Over the past years there has been a dramatic increase in the regulatory requirements for low emissions. Renewable energy targets and CO2 emissions markets drive the transition to a cleaner and renewable energy production system.
In addition to increasing the overall plant cycle efficiency, there two principal means of the reduction of the CO2 from coal fired power plants: by coal and biomass co-firing and by the capture and long term storage of the CO2 emitted from power plant. Carbon dioxide capture and storage will involve substantial capital investment, accompanied by a significant power plant cycle efficiency penalty, and is not currently available on a fully commercial basis.
Co-firing biomass, in comparison with other renewable sources, is the main contributor to technologies meeting the world’s renewable energy target. However, the impact of biomass co-firing on boilers performance and integrity has been modest. Operational problems associated with the deposition and retention of ash materials can and do occur on all the major gas-side components of combustion and boilers. The process occurs over a wide range of flue gas and surface temperatures, and dependent both on the characteristics of the ash and on the design and operation conditions of the furnace and boiler.
Development and validation of the predictive models have been hindered significantly by the practical difficulties in the obtaining reliable data from the boilers operated with coal and biomass. Although specialized on–line deposition monitoring and sootblowing control systems are commercially available, but they are based on a very simple estimates of the fouling factors, which results in crude and not reliable approach to optimization of sootblowers operation.
In the present paper an alternative approach and a new technique based on electro-optical sensor are demonstrated. The long term experience with the system attached to the furnace wall and capable to move the compact sensor in and out of the furnace, allowing to measure simultaneously deposits thickness and reflectivity, is described in details. Results of our study show that dynamics of both parameters on the operated power unit can be registered simultaneously in real time and then interpreted separately.

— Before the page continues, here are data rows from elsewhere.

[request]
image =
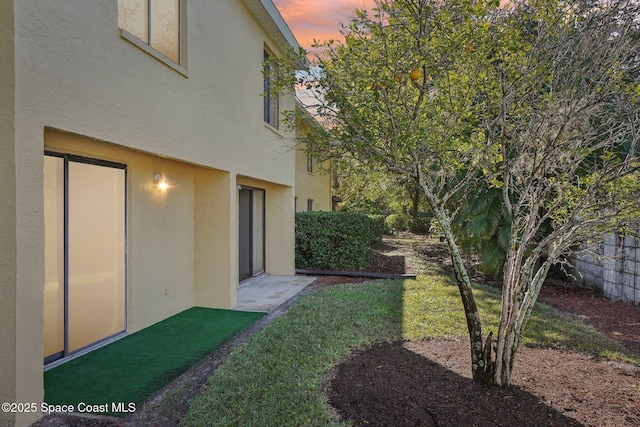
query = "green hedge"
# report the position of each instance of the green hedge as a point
(398, 222)
(334, 240)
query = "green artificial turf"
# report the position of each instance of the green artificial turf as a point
(132, 368)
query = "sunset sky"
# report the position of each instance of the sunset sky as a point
(318, 19)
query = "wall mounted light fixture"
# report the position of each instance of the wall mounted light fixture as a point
(161, 181)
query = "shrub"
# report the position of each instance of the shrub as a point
(333, 240)
(378, 227)
(422, 223)
(398, 222)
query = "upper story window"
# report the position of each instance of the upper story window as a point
(271, 102)
(309, 161)
(158, 24)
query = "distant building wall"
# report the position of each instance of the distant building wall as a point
(612, 266)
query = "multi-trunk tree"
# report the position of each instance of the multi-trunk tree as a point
(537, 102)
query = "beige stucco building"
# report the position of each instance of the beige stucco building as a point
(142, 172)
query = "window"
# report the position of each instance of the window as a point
(158, 24)
(271, 104)
(309, 162)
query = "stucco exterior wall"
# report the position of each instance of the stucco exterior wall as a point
(72, 71)
(8, 265)
(314, 185)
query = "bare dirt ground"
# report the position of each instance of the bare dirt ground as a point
(427, 383)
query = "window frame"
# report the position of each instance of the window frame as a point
(271, 116)
(182, 65)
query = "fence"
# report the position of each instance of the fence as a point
(612, 266)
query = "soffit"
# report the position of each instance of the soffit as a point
(270, 19)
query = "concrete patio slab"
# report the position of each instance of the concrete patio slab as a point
(264, 293)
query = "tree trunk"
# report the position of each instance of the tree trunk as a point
(482, 364)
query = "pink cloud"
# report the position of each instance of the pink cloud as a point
(318, 19)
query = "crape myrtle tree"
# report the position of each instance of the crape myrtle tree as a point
(536, 102)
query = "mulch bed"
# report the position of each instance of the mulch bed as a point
(428, 382)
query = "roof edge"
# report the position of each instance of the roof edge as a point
(269, 17)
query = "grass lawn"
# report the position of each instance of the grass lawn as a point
(132, 368)
(278, 377)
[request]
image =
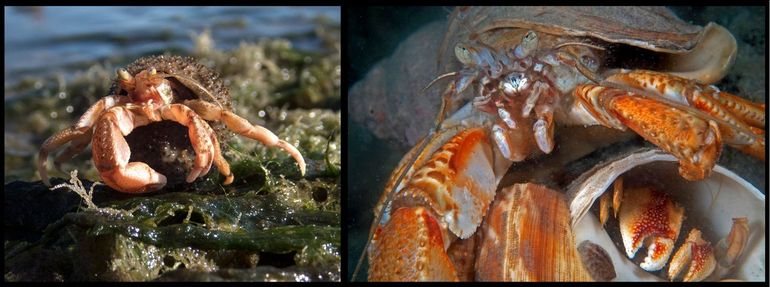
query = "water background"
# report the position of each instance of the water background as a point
(42, 40)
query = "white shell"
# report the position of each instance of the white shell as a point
(709, 205)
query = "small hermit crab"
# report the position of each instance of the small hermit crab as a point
(155, 105)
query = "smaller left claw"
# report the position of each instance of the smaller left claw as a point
(695, 253)
(730, 248)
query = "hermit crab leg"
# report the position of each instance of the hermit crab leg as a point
(78, 144)
(111, 154)
(75, 132)
(242, 126)
(200, 136)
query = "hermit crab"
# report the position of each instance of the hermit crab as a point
(514, 74)
(158, 99)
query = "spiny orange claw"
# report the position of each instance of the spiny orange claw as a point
(695, 253)
(696, 142)
(457, 183)
(743, 117)
(648, 213)
(410, 247)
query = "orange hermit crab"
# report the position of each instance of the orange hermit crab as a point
(166, 92)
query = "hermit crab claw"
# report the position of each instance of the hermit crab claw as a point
(651, 218)
(730, 248)
(695, 254)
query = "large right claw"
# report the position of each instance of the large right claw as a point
(696, 255)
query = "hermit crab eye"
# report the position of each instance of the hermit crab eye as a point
(462, 53)
(123, 74)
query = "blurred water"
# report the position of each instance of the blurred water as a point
(39, 40)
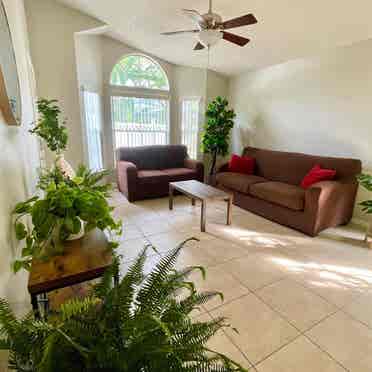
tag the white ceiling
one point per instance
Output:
(287, 28)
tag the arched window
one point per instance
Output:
(139, 102)
(138, 71)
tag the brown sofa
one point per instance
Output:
(145, 172)
(274, 190)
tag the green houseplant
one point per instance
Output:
(141, 324)
(217, 129)
(366, 181)
(49, 127)
(69, 203)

Experiments have been carried out with different coal types at 575MW unit equipped with CE tangential boiler and 550 Mw equipped with B&W boiler with opposite fired burners. The measurements were performed in different locations of the furnace. It was shown that dynamics of thickness and reflectivity variation just after the wall cleaning activation are quite different. Situations have been registered where changes of reflectivity have a significant impact on heat transfer, comparable and sometimes even greater than that of growing fouling thickness. Technique and device exploited in this study appears to be a very useful tool for sootblowing optimization and, as a result, for improvement of boiler efficiency and reduction of water wall erosion and corrosion in both pulverized coal and co-firing boilers.